Libreville, Jeudi 9 Avril 2026 (Infos Gabon) – À Nairobi, au cœur du Forum Urbain Africain, le Gabon a porté le 8 avril une ambition qui dépasse ses frontières : faire de l’urbanisation accélérée du continent non pas une crise à contenir, mais une opportunité à structurer.

Devant un parterre de décideurs africains, le ministre gabonais de l’Habitat, du Logement, de l’Urbanisme et du Cadastre, Mays Mouissi, a livré une vision claire et offensive : sans villes intelligentes, l’Afrique risque de subir sa croissance démographique ; avec elles, elle peut en faire un levier de puissance.

Face à des figures majeures du secteur comme Onneetse Ramogapi, Célestine Ketcha Courtès ou encore Cyril Xaba, le membre du gouvernement gabonais a insisté sur un basculement de paradigme. « L’urbanisation rapide n’est pas une contrainte à gérer, mais un levier de transformation », a-t-il indiqué, à condition, selon lui, d’être anticipée, planifiée et technologiquement outillée.

Dans un continent où les villes croissent à un rythme sans précédent, la pression sur les infrastructures, le foncier et les services publics impose des réponses nouvelles. Pour le Gabon, celles-ci passent par l’intégration de l’intelligence artificielle au cœur même de la politique urbaine.

Loin d’un discours théorique, Mays Mouissi a détaillé une stratégie en trois axes : anticiper les dynamiques foncières grâce à l’imagerie satellitaire, moderniser la gouvernance via la digitalisation du cadastre, et optimiser les projets urbains par des outils prédictifs capables de réduire les coûts et d’améliorer la performance énergétique.

Ce positionnement s’appuie sur des réalisations concrètes. Les pôles urbains de Bikélé et d’Essassa traduisent cette volonté de structurer l’expansion des villes en évitant les dérives anarchiques. Plus symbolique encore, la Nkala Tower, premier bâtiment certifié EDGE en Afrique centrale, incarne une synthèse entre innovation technologique et valorisation des ressources locales. Bois gabonais, ventilation naturelle, efficacité énergétique : autant d’éléments qui démontrent qu’une modernité africaine est possible sans rupture avec son environnement.

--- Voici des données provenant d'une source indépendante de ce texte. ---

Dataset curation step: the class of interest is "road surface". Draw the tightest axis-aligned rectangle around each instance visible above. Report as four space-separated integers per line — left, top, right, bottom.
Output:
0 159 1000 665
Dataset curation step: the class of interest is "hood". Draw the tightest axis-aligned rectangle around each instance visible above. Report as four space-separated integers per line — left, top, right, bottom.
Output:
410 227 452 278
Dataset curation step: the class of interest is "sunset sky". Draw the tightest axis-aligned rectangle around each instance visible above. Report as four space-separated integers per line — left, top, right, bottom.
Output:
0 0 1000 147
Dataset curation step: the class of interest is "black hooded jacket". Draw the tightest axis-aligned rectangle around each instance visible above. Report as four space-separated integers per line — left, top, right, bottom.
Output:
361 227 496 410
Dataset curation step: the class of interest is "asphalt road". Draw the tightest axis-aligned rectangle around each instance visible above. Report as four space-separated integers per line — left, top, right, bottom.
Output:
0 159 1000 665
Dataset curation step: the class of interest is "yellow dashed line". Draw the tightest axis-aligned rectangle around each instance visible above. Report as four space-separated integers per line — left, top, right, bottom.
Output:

Mais au-delà des projets, c’est une vision politique qui se dessine. Dans un contexte global marqué par les mutations climatiques, les tensions économiques et la révolution numérique, la ville devient un espace stratégique. Celui où se jouent à la fois la cohésion sociale, la compétitivité économique et la souveraineté des États. En intégrant l’intelligence artificielle à la gestion urbaine, le Gabon fait le choix d’une gouvernance fondée sur la donnée, la prévision et l’efficacité.

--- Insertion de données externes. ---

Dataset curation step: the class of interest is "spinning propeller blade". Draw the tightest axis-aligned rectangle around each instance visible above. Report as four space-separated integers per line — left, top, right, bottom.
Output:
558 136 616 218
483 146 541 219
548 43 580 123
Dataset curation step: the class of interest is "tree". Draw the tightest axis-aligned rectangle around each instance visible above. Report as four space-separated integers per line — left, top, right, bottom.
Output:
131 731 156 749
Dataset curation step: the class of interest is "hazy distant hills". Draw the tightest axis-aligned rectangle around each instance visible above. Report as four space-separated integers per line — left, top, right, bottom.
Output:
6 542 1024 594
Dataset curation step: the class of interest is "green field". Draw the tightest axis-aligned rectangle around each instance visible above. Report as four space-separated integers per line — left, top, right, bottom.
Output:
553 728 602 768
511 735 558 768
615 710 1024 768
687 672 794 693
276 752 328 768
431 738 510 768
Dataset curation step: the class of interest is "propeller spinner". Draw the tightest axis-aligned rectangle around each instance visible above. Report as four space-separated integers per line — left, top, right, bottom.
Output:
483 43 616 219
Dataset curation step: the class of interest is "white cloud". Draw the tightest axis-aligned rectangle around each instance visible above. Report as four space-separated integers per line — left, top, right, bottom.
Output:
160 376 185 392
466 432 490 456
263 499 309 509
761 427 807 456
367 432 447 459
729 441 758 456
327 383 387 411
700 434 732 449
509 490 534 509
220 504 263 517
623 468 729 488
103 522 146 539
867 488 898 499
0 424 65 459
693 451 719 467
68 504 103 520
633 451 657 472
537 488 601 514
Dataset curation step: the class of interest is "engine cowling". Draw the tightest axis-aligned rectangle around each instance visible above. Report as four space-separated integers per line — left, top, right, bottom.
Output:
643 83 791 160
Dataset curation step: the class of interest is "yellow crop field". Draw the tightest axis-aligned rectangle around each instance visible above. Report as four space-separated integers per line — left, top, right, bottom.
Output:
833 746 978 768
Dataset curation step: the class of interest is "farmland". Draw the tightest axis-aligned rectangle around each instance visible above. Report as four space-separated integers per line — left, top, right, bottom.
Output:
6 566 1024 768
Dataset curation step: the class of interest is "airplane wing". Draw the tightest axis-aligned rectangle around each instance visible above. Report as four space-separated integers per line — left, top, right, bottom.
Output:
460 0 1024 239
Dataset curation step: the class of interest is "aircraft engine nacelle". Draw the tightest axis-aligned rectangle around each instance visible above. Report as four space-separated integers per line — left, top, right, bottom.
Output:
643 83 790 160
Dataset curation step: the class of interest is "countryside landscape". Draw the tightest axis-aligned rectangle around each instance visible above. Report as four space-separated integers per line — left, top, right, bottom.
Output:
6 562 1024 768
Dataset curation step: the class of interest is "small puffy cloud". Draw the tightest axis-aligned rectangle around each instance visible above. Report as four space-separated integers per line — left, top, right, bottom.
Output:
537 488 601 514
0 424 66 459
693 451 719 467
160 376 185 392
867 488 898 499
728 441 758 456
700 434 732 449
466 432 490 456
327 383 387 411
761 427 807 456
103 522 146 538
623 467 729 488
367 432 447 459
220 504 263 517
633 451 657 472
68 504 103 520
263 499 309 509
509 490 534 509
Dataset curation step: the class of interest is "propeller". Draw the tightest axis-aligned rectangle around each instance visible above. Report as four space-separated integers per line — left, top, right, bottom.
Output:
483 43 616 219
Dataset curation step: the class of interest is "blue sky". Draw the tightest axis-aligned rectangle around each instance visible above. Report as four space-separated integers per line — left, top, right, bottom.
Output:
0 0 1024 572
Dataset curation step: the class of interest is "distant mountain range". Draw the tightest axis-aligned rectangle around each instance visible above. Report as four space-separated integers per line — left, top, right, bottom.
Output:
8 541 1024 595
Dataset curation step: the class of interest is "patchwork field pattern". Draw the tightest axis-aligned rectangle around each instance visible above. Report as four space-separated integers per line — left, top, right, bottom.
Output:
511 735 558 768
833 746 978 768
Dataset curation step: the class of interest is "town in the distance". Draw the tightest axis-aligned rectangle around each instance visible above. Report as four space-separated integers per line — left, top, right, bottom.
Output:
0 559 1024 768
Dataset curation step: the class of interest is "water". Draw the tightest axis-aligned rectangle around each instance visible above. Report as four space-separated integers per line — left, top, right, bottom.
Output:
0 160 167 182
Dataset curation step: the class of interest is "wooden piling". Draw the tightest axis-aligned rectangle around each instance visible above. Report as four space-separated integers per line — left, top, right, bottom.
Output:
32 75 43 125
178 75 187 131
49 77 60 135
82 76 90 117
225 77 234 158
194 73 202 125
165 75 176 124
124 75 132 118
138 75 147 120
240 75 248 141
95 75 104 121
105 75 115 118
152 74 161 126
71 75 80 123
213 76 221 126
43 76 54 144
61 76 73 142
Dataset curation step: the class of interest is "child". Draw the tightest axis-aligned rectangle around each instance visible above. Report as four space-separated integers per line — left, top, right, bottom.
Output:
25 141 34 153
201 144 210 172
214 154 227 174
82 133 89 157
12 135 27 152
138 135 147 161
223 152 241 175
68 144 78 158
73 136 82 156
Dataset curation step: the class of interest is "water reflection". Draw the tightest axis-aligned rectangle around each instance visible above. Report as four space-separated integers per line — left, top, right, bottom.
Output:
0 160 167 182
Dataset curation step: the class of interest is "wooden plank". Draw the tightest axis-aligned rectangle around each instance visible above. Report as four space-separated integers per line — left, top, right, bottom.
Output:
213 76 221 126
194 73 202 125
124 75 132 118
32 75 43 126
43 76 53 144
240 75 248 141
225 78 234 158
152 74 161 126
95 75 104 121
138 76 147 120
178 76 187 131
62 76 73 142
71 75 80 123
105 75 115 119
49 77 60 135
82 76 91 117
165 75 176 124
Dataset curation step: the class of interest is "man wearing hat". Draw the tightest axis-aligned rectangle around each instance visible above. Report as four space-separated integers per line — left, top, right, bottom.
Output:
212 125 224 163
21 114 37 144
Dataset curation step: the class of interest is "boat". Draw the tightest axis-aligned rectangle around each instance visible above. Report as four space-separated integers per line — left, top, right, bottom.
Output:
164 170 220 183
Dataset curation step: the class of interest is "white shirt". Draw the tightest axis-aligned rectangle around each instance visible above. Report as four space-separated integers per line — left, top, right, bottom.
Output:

Ce choix n’est pas anodin. Il pose une question centrale pour l’Afrique : comment urbaniser sans reproduire les fractures du passé ? Comment bâtir des villes inclusives dans un contexte de croissance rapide ? À Nairobi (Kenya), le message gabonais a été sans ambiguïté : il faut penser la ville comme un système intelligent, capable d’anticiper les besoins, d’optimiser les resources et de garantir une qualité de vie durable.

En s’affirmant comme force de proposition sur ce terrain, le Gabon cherche à s’inscrire dans une dynamique continentale plus large. Car l’enjeu dépasse largement les frontières nationales. L’Afrique de demain sera urbaine. Reste à savoir si elle sera subie ou maîtrisée.

À travers son plaidoyer, Libreville défend une conviction forte : l’intelligence des villes conditionnera celle du développement. Et dans cette bataille silencieuse pour l’avenir, l’innovation n’est plus une option, mais une nécessité.